You also dont seem to consider the fact that maybe the teacher doesnt WANT to mention it to the parents of bright children because
a) It isnt anything to do with them - I dont know any school where teachers get involved in secondary school choices. Hugely inappropriate
b) They dont like grammar schools
c) They may not live in the area and therefore may not actually know much about the schools
d) I dont know how to stress this enough: They are not allowed.
Now I'm not trying to start a parent vs. teacher battle here (and respect that as staff if the HT is saying NEVER talk about this you are in a difficult situation) but what do people think? I'm also saying that this is seeking an opinion not a hard and fast verdict - the teacher could say 'it's borderline' or 'based on their performance I don't think they have the core skills' etc... and a parent can chose to listen or not as they like - but this is about seeking a second opinion from a professional in daily contact with that child, on their child's academic potential.
Should teachers/ schools encourage their best and brightest to sit the 11+ (especially in cities like ours where state grammars are free, as is sitting the exam)?
[I stress - not speaking about preparing for exam/ just about suggesting to a family that this is an option they should be considering for their child].

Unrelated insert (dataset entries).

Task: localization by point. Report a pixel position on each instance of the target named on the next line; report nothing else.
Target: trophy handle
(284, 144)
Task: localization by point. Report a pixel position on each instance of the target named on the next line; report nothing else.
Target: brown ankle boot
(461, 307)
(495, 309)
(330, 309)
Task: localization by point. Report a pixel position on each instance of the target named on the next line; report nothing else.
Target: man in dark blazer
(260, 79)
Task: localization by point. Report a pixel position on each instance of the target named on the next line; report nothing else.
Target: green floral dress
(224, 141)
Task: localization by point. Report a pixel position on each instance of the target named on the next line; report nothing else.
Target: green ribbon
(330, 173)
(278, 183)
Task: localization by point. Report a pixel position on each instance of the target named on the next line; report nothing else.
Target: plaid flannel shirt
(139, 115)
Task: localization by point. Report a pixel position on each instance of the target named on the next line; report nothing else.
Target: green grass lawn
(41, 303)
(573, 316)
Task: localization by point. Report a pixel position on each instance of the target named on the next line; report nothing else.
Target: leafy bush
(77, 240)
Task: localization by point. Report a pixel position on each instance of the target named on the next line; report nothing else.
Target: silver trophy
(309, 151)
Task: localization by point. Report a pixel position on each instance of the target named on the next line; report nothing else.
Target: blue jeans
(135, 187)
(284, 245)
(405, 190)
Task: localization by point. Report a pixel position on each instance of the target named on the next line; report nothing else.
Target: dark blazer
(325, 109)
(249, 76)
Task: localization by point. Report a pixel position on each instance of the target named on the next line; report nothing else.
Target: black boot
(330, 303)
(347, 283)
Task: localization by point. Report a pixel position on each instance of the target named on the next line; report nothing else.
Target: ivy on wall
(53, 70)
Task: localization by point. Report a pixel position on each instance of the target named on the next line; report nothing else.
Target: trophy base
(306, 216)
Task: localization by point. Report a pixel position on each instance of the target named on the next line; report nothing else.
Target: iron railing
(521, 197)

It sounds great teacher. It was posts like yours that encouraged me to look at our local Comp for DD. I took a job there and it was only after working there for 6 weeks full time that I realised it was not a school that I wanted to send my children to for a myriad of reasons, not the least of which was the fact that that the 'weaker' students were completely demoralised by the 'stronger' students and their dismay at only getting grade As and not A*s. How does a school make it clear (to everyone) that one student's best may be a grade D at GCSE?
Pickled, I think that is an interesting point - because it genuinely does seem to be difficult to celebrate every child's achievement AND make it clear to the top groups that only the best is good enough.
That is possibly why we get polarised posts on MN - those who claim that comps don't push the brightest 'because they praise people who get Cs and Ds' and those who claim that comps push the bright children 'but leave their child in the middle, or with SEN, to struggle along'.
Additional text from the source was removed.